The drunk mind speaks the sober heart.
Thanks Anonymous for your heart-warming comment. I really appreciate it, along with the concern expressed in your comment.
However, I would like to address some points, and also pen down what I feel about what you wrote. Please don't take it that I am scrutinizing your comment, take it as a 'reply'.
Firstly, the person did betray my trust, but I would not judge the person as to label them as 'stupid'. But one fact still remain, the person betrayed my trust.
Yes, I have heard of the passage before. I have always given others the benefit of the doubt that they are good in nature. But one thing I never understood is why have so many people showed me that they are not?
Randy Pausch had a really inspiring quote - If someone fails to impress you, it is just that you haven't given them enough time. I am trying very hard, but why do I sometimes get the feeling that they just DON'T CARE?

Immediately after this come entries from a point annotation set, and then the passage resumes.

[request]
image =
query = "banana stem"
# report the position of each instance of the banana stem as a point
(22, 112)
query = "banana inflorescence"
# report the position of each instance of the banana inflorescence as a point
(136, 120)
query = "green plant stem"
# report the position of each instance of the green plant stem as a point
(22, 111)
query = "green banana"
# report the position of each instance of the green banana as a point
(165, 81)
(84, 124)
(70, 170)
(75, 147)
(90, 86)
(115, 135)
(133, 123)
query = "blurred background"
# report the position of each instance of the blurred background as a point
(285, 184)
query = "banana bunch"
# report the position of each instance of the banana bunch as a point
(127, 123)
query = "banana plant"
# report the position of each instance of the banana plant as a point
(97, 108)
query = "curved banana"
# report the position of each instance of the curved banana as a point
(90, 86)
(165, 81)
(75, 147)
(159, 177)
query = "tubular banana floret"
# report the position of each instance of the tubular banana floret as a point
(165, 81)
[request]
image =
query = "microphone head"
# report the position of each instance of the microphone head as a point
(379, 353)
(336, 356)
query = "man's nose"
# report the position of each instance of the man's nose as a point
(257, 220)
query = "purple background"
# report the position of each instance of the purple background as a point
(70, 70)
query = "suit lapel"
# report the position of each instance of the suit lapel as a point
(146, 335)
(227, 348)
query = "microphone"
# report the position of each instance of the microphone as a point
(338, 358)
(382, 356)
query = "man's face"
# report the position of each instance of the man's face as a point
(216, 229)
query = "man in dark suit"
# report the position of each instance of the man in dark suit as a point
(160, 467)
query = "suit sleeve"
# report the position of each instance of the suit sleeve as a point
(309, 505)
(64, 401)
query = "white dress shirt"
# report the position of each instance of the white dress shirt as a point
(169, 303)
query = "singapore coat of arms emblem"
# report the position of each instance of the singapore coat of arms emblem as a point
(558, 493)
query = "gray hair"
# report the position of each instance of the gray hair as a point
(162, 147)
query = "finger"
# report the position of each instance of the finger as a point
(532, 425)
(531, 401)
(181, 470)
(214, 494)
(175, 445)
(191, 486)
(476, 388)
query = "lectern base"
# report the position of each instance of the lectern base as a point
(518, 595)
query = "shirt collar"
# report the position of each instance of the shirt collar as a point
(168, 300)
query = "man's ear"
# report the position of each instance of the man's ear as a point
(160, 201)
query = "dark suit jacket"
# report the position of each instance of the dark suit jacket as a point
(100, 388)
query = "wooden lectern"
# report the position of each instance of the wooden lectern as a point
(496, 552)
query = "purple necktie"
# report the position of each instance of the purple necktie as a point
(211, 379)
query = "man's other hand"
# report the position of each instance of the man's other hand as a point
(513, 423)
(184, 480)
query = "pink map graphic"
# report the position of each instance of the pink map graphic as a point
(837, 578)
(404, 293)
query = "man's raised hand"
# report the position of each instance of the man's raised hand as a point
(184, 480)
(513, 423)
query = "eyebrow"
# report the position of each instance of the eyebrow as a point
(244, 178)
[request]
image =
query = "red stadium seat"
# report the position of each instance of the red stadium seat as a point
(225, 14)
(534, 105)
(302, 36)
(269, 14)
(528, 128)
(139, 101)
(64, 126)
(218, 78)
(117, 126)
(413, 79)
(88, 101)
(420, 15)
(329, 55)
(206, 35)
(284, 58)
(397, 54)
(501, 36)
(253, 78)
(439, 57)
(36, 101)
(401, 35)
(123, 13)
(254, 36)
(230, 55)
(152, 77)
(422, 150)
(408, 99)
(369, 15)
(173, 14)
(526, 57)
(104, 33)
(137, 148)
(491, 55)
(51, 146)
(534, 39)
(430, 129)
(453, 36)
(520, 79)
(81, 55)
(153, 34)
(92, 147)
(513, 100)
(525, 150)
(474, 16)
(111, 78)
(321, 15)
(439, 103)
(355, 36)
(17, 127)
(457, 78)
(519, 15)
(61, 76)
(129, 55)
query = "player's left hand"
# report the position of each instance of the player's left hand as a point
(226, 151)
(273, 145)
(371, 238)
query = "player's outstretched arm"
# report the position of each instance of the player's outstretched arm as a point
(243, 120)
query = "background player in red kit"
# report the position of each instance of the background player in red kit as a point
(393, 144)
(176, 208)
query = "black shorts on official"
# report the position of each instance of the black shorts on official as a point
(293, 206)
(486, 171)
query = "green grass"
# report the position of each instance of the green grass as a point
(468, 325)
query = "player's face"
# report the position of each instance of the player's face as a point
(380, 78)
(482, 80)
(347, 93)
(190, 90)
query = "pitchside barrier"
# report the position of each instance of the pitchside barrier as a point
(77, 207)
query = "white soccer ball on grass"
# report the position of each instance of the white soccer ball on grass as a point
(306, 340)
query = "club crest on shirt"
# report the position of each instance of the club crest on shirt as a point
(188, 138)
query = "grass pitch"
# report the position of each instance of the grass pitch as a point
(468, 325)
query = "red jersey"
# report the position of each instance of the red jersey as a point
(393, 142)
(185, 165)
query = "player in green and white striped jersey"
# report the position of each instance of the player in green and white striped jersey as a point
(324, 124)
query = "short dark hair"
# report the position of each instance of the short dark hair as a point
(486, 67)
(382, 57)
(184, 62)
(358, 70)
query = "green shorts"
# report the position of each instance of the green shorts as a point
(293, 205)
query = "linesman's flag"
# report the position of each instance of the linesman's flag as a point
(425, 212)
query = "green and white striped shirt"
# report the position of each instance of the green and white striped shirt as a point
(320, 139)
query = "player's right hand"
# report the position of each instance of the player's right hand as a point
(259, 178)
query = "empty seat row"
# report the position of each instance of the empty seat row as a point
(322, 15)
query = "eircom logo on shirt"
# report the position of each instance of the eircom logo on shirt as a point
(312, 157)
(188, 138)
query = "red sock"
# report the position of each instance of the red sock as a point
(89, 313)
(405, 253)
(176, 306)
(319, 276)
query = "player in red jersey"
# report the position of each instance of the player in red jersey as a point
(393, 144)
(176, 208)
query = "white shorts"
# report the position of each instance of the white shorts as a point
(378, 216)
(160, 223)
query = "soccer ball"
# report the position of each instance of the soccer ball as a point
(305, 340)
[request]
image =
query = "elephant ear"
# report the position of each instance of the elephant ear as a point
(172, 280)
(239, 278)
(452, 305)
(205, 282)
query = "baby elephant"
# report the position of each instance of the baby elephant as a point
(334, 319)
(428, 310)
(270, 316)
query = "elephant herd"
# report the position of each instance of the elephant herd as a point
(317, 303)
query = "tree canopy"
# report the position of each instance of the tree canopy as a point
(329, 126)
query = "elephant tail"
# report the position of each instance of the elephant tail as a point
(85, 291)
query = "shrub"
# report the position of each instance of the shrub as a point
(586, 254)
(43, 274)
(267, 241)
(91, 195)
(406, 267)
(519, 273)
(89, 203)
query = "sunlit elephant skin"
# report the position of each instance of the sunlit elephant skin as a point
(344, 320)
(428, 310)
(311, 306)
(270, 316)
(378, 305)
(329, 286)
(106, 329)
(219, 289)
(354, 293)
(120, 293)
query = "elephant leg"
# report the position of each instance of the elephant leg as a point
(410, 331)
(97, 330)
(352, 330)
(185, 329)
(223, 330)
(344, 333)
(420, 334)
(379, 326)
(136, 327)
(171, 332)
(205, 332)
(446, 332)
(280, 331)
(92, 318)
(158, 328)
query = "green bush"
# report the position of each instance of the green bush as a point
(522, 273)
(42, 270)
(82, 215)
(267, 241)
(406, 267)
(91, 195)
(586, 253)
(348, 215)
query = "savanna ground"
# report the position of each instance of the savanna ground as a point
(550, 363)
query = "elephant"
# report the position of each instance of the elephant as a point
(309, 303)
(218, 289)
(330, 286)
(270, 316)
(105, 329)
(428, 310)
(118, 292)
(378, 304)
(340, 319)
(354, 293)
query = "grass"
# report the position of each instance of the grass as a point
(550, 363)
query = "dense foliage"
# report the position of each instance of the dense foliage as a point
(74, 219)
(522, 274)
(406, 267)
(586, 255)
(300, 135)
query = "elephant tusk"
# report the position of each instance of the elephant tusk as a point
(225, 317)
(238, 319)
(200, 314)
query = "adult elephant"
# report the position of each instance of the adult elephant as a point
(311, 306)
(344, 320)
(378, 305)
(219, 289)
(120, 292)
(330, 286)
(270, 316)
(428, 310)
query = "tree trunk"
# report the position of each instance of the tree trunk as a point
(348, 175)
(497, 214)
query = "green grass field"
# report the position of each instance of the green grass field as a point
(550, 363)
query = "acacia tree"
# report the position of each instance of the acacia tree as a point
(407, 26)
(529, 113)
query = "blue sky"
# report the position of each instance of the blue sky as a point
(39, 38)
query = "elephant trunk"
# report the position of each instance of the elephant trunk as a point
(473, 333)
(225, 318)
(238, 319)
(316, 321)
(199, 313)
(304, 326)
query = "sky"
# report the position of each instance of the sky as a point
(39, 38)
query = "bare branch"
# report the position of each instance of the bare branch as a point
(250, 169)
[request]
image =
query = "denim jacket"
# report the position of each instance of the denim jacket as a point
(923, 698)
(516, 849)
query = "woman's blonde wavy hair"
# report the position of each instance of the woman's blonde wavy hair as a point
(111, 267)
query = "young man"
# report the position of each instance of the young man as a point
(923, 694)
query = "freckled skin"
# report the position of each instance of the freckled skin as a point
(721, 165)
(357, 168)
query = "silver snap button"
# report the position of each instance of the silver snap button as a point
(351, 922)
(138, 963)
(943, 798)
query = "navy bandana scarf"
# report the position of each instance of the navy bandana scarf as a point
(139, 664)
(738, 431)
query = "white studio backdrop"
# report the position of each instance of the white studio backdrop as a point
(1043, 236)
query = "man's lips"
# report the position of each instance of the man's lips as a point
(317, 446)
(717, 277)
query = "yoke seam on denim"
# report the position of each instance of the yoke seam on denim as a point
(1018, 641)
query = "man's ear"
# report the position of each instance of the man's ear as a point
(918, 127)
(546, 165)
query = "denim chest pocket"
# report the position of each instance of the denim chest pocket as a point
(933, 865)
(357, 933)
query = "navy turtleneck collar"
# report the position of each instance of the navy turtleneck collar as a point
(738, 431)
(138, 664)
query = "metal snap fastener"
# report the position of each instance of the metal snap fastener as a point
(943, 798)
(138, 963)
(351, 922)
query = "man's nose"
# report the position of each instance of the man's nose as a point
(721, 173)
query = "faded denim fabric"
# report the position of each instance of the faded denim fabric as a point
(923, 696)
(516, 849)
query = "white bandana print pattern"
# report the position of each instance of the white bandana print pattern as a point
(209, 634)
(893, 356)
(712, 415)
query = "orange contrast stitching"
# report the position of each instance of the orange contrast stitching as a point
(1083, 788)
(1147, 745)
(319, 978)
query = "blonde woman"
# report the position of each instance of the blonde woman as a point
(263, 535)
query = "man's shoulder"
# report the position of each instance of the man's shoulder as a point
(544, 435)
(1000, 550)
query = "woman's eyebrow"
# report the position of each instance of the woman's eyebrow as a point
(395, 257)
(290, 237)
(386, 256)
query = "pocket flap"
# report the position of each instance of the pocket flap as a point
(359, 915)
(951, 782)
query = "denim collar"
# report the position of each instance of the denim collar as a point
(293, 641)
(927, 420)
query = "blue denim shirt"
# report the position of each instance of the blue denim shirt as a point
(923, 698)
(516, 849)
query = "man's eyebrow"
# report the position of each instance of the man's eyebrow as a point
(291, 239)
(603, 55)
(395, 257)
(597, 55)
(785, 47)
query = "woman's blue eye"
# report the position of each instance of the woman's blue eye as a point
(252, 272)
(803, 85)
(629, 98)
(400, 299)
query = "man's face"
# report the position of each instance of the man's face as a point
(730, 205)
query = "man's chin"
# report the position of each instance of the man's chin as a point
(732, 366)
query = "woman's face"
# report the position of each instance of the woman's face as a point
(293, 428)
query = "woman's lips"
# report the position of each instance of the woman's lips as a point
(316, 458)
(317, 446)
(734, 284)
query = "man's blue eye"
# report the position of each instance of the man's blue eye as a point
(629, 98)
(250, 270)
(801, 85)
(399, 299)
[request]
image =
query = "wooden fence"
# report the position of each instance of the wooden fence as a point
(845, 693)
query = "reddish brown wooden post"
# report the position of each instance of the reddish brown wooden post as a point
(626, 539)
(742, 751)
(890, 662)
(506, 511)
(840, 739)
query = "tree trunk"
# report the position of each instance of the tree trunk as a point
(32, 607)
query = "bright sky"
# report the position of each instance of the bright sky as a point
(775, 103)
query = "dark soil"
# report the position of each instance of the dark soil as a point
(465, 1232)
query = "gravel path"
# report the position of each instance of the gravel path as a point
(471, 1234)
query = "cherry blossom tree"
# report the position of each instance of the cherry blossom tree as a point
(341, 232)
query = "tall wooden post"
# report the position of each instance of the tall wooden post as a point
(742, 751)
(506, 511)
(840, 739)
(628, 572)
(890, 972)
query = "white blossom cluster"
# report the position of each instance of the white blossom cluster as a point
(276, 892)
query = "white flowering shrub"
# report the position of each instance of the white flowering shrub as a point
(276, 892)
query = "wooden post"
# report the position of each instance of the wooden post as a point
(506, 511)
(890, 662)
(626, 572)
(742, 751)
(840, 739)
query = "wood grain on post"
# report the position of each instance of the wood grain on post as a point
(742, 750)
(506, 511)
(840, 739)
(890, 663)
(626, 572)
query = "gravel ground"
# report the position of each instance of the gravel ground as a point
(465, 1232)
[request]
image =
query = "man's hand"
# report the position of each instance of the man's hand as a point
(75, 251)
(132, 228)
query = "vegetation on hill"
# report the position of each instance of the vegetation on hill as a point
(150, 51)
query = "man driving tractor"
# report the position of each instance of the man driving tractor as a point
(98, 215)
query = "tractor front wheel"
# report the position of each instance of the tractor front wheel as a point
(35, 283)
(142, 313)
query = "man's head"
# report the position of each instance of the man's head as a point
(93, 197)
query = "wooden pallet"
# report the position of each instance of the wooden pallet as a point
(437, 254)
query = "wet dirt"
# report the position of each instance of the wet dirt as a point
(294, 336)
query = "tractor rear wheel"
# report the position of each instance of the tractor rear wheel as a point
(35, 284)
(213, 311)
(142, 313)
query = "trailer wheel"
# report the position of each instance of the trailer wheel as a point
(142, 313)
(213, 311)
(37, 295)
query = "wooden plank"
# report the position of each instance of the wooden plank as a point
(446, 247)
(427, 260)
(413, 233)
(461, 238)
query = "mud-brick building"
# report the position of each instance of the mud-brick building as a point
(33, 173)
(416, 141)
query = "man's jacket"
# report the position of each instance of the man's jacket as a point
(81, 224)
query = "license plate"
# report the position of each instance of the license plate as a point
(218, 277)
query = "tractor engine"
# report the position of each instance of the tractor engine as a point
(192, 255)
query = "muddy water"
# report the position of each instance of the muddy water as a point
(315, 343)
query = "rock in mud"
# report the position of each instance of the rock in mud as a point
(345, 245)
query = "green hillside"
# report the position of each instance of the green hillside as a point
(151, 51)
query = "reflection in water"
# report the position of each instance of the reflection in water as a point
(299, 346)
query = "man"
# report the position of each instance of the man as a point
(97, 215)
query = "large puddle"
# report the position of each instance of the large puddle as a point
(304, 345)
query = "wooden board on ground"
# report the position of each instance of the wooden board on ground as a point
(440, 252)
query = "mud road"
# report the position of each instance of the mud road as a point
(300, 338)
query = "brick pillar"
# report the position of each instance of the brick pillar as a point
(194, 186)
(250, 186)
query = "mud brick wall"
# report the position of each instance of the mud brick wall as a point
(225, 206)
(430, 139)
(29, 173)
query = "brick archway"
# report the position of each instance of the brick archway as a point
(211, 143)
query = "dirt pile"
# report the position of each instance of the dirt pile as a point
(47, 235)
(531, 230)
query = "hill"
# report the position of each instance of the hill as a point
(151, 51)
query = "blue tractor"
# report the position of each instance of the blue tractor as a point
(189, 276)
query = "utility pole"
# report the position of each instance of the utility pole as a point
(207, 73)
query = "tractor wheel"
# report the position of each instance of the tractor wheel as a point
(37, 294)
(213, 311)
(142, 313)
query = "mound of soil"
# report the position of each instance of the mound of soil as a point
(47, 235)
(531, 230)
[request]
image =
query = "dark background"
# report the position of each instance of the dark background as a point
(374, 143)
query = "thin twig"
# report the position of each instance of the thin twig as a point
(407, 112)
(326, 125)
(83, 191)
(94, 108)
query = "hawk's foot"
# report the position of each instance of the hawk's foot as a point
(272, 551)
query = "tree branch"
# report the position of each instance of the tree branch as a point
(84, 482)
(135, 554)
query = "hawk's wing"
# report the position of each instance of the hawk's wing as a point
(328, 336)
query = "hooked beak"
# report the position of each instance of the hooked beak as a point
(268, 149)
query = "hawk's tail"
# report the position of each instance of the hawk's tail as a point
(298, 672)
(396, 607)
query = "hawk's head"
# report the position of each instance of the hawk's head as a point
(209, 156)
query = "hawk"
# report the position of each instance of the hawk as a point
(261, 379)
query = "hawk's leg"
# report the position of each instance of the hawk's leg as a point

But yes, life is a learning process. I guess there just ain't any one-size-fits-all solution. I'll make do with my trial and error.
And do not worry; I am still chasing after the many things I want in life. I will be strong.
But I miss my floorballers. I wonder if they do so too. Guess there's a point in life where we can all sing the song 'Vitamin C - Graduation' to ourselves.
So long, goodbye.
P.S. I really appreciate my crazy C4 alcoholics for taking such wonderful care of me. Now, I truly understand that C4 is a place more than just fun, but genuine care and trust.